## 11.1 Hierarchical and grouped time series

### Hierarchical time series

Figure 11.1 shows a 2-level hierarchical structure. At the top of the hierarchy (which we call level 0) is the “Total,” the most aggregate level of the data. The $$t$$th observation of the Total series is denoted by $$y_t$$ for $$t=1,\dots,T$$. The Total is disaggregated into two series at level 1, which in turn are divided into three and two series respectively at the bottom-level of the hierarchy. Below the top level, we use $$y_{j,t}$$ to denote the $$t$$th observation of the series corresponding to node $$j$$. For example, $$\y{A}{t}$$ denotes the $$t$$th observation of the series corresponding to node A at level 1, $$\y{AB}{t}$$ denotes the $$t$$th observation of the series corresponding to node AB at level 2, and so on.

In this small example, the total number of series in the hierarchy is $$n=1+2+5=8$$, while the number of series at the bottom-level is $$m=5$$. Note that $$n>m$$ in all hierarchies.

For any time $$t$$, the observations at the bottom-level of the hierarchy will sum to the observations of the series above. For example, $$$y_{t}=\y{AA}{t}+\y{AB}{t}+\y{AC}{t}+\y{BA}{t}+\y{BB}{t} \tag{11.1}$$$ and $$$\y{A}{t}=\y{AA}{t}+\y{AB}{t}+\y{AC}{t}\quad \text{and} \quad \y{B}{t}=\y{BA}{t}+\y{BB}{t}. \tag{11.2}$$$ Substituting (11.2) into (11.1), we also get $$y_{t}=\y{A}{t}+\y{B}{t}$$.

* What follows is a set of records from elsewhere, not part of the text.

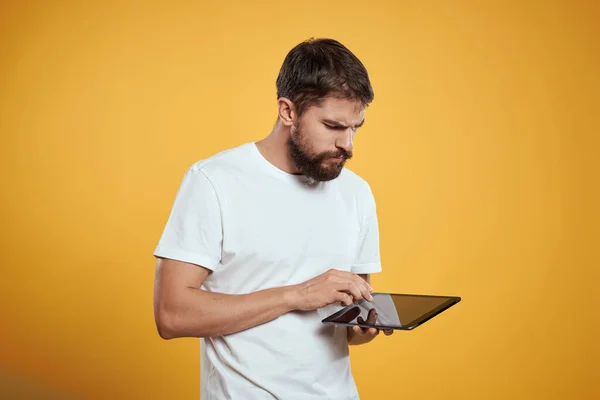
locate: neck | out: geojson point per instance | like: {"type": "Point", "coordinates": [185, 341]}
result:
{"type": "Point", "coordinates": [274, 148]}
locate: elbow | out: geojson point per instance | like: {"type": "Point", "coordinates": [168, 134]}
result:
{"type": "Point", "coordinates": [166, 324]}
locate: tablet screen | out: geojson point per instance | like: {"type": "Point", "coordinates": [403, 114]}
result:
{"type": "Point", "coordinates": [399, 311]}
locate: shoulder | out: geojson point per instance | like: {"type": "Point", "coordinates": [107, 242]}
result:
{"type": "Point", "coordinates": [222, 162]}
{"type": "Point", "coordinates": [353, 184]}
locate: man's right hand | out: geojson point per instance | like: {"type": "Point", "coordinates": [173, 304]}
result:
{"type": "Point", "coordinates": [330, 287]}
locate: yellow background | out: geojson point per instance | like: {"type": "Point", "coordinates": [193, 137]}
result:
{"type": "Point", "coordinates": [481, 148]}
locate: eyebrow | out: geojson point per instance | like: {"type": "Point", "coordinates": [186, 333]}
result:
{"type": "Point", "coordinates": [337, 124]}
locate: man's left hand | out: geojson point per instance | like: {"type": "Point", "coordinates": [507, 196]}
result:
{"type": "Point", "coordinates": [359, 335]}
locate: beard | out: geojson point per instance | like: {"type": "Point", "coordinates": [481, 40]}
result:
{"type": "Point", "coordinates": [311, 165]}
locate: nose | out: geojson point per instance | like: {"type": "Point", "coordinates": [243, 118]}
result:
{"type": "Point", "coordinates": [346, 140]}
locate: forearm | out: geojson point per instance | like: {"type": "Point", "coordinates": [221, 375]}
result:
{"type": "Point", "coordinates": [199, 313]}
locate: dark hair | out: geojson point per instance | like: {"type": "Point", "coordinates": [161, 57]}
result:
{"type": "Point", "coordinates": [317, 68]}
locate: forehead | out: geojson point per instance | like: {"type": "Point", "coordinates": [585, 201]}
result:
{"type": "Point", "coordinates": [335, 109]}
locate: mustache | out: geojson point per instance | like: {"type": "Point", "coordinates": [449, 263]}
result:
{"type": "Point", "coordinates": [341, 153]}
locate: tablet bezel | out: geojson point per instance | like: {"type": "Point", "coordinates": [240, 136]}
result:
{"type": "Point", "coordinates": [450, 301]}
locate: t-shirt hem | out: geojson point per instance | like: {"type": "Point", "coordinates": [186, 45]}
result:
{"type": "Point", "coordinates": [366, 268]}
{"type": "Point", "coordinates": [202, 260]}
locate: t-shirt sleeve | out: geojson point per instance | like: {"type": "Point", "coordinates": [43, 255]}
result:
{"type": "Point", "coordinates": [367, 259]}
{"type": "Point", "coordinates": [193, 232]}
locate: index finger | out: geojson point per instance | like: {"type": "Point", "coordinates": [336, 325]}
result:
{"type": "Point", "coordinates": [372, 316]}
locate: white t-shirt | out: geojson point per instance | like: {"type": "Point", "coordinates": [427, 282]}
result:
{"type": "Point", "coordinates": [257, 227]}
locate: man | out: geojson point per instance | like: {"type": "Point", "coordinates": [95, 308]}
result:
{"type": "Point", "coordinates": [262, 238]}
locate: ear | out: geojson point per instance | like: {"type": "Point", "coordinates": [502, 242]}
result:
{"type": "Point", "coordinates": [287, 111]}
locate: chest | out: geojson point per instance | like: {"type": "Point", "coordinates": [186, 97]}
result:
{"type": "Point", "coordinates": [284, 237]}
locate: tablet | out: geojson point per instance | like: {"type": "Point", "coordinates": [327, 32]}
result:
{"type": "Point", "coordinates": [392, 311]}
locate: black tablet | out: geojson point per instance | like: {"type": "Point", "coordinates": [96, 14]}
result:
{"type": "Point", "coordinates": [392, 311]}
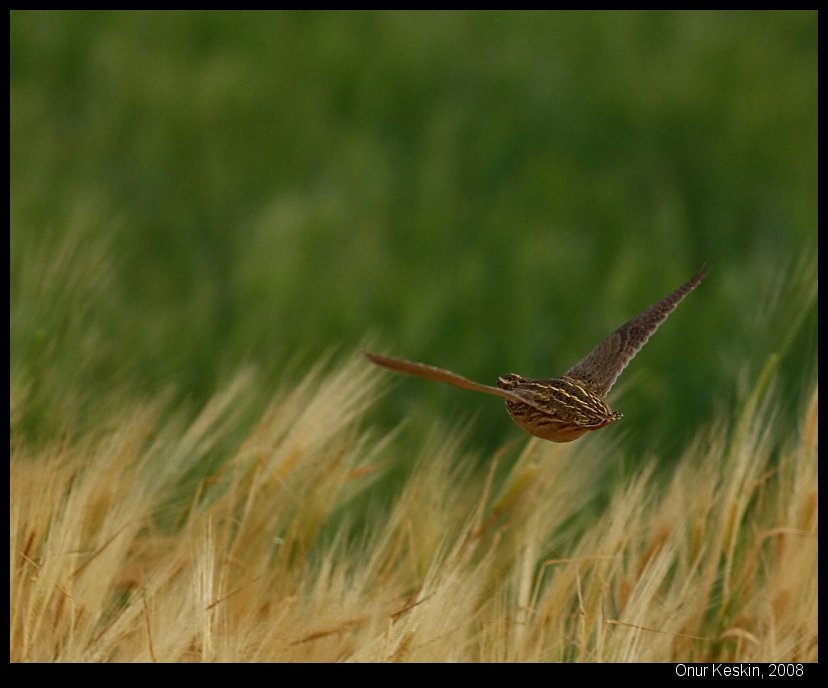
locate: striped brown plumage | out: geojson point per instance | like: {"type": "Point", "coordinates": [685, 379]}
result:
{"type": "Point", "coordinates": [562, 409]}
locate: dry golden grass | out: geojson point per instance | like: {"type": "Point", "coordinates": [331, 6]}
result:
{"type": "Point", "coordinates": [280, 555]}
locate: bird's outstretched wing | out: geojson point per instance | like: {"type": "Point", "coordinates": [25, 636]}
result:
{"type": "Point", "coordinates": [602, 366]}
{"type": "Point", "coordinates": [440, 375]}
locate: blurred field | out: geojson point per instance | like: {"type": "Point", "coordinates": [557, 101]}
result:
{"type": "Point", "coordinates": [285, 554]}
{"type": "Point", "coordinates": [211, 213]}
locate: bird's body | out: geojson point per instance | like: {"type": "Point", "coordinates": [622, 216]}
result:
{"type": "Point", "coordinates": [562, 409]}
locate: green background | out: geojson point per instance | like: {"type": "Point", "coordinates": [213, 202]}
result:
{"type": "Point", "coordinates": [196, 193]}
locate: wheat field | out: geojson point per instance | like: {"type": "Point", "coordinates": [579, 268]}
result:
{"type": "Point", "coordinates": [282, 553]}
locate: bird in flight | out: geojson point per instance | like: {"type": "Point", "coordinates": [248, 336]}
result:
{"type": "Point", "coordinates": [561, 409]}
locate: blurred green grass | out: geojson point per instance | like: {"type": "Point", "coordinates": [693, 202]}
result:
{"type": "Point", "coordinates": [192, 193]}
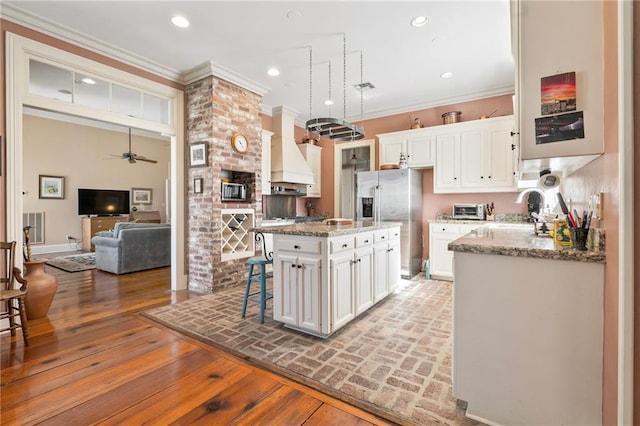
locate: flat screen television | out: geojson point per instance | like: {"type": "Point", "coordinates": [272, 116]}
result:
{"type": "Point", "coordinates": [103, 202]}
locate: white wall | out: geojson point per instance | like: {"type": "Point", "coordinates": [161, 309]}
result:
{"type": "Point", "coordinates": [81, 154]}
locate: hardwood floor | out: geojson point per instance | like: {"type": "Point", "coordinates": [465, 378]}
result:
{"type": "Point", "coordinates": [94, 359]}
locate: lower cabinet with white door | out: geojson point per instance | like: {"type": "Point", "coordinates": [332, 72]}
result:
{"type": "Point", "coordinates": [440, 235]}
{"type": "Point", "coordinates": [321, 283]}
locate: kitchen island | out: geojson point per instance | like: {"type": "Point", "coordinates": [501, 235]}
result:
{"type": "Point", "coordinates": [528, 328]}
{"type": "Point", "coordinates": [325, 275]}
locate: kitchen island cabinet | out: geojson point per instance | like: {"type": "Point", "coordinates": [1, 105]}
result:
{"type": "Point", "coordinates": [527, 328]}
{"type": "Point", "coordinates": [324, 276]}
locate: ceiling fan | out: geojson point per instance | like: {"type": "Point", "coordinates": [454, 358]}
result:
{"type": "Point", "coordinates": [132, 156]}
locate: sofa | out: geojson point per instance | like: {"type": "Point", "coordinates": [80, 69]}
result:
{"type": "Point", "coordinates": [131, 247]}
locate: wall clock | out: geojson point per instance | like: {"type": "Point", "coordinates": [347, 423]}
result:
{"type": "Point", "coordinates": [239, 143]}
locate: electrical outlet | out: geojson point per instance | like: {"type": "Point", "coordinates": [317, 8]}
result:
{"type": "Point", "coordinates": [595, 205]}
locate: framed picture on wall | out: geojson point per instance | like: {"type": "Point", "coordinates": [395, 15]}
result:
{"type": "Point", "coordinates": [198, 154]}
{"type": "Point", "coordinates": [141, 196]}
{"type": "Point", "coordinates": [51, 187]}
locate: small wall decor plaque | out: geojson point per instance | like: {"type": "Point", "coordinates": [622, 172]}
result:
{"type": "Point", "coordinates": [51, 187]}
{"type": "Point", "coordinates": [198, 154]}
{"type": "Point", "coordinates": [141, 195]}
{"type": "Point", "coordinates": [558, 93]}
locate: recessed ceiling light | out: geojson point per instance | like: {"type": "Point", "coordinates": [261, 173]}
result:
{"type": "Point", "coordinates": [419, 21]}
{"type": "Point", "coordinates": [180, 21]}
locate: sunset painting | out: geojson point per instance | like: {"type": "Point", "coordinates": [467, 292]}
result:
{"type": "Point", "coordinates": [558, 93]}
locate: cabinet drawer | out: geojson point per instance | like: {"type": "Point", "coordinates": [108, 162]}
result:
{"type": "Point", "coordinates": [341, 244]}
{"type": "Point", "coordinates": [363, 240]}
{"type": "Point", "coordinates": [445, 227]}
{"type": "Point", "coordinates": [394, 233]}
{"type": "Point", "coordinates": [300, 246]}
{"type": "Point", "coordinates": [381, 235]}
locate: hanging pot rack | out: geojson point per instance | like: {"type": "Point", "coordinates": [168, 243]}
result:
{"type": "Point", "coordinates": [334, 128]}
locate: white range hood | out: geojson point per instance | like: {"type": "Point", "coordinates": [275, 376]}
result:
{"type": "Point", "coordinates": [288, 165]}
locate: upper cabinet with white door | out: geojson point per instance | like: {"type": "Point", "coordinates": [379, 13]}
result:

### Example: Australian tourism hierarchy

Australia is divided into six states and two territories, with each one having its own government and some economic and administrative autonomy. Each of these can be further subdivided into regions as shown in Figure 11.2 and Table 11.1. For simplicity, we refer to both states and territories as “States.” In total there are 76 such regions. Business planners and tourism authorities are interested in forecasts for the whole of Australia, for each of the states and territories, and also for the regions.

Table 11.1: Australian tourism regions.
State Region
Australian Capital Territory Canberra
New South Wales Blue Mountains, Capital Country, Central Coast, Central NSW, Hunter, New England North West, North Coast NSW, Outback NSW, Riverina, Snowy Mountains, South Coast, Sydney, The Murray.
Northern Territory Alice Springs, Barkly, Darwin, Kakadu Arnhem, Katherine Daly, Lasseter, MacDonnell.
Queensland Brisbane, Bundaberg, Central Queensland, Darling Downs, Fraser Coast, Gold Coast, Mackay, Northern Outback, Sunshine Coast, Tropical North Queensland, Whitsundays.
South Australia Adelaide, Adelaide Hills, Barossa, Clare Valley, Eyre Peninsula, Fleurieu Peninsula, Flinders Ranges and Outback, Kangaroo Island, Limestone Coast, Murraylands, Riverland, Yorke Peninsula.
Tasmania East Coast, Hobart and the South, Launceston Tamar and the North, North West, Wilderness West.
Victoria Ballarat, Bendigo Loddon, Central Highlands, Central Murray, Geelong and the Bellarine, Gippsland, Goulburn, Great Ocean Road, High Country, Lakes, Macedon, Mallee, Melbourne, Melbourne East, Murray East, Peninsula, Phillip Island, Spa Country, Upper Yarra, Western Grampians, Wimmera.
Western Australia Australia’s Coral Coast, Australia’s Golden Outback, Australia’s North West, Australia’s South West, Experience Perth.

The tourism tsibble contains data on quarterly domestic tourism demand, measured as the number of overnight trips Australians spend away from home. The key variables State and Region denote the geographical areas, while a further key Purpose describes the purpose of travel. For now, we will ignore the purpose of travel and just consider the geographic hierarchy. To make the graphs and tables simpler, we will recode State to use abbreviations.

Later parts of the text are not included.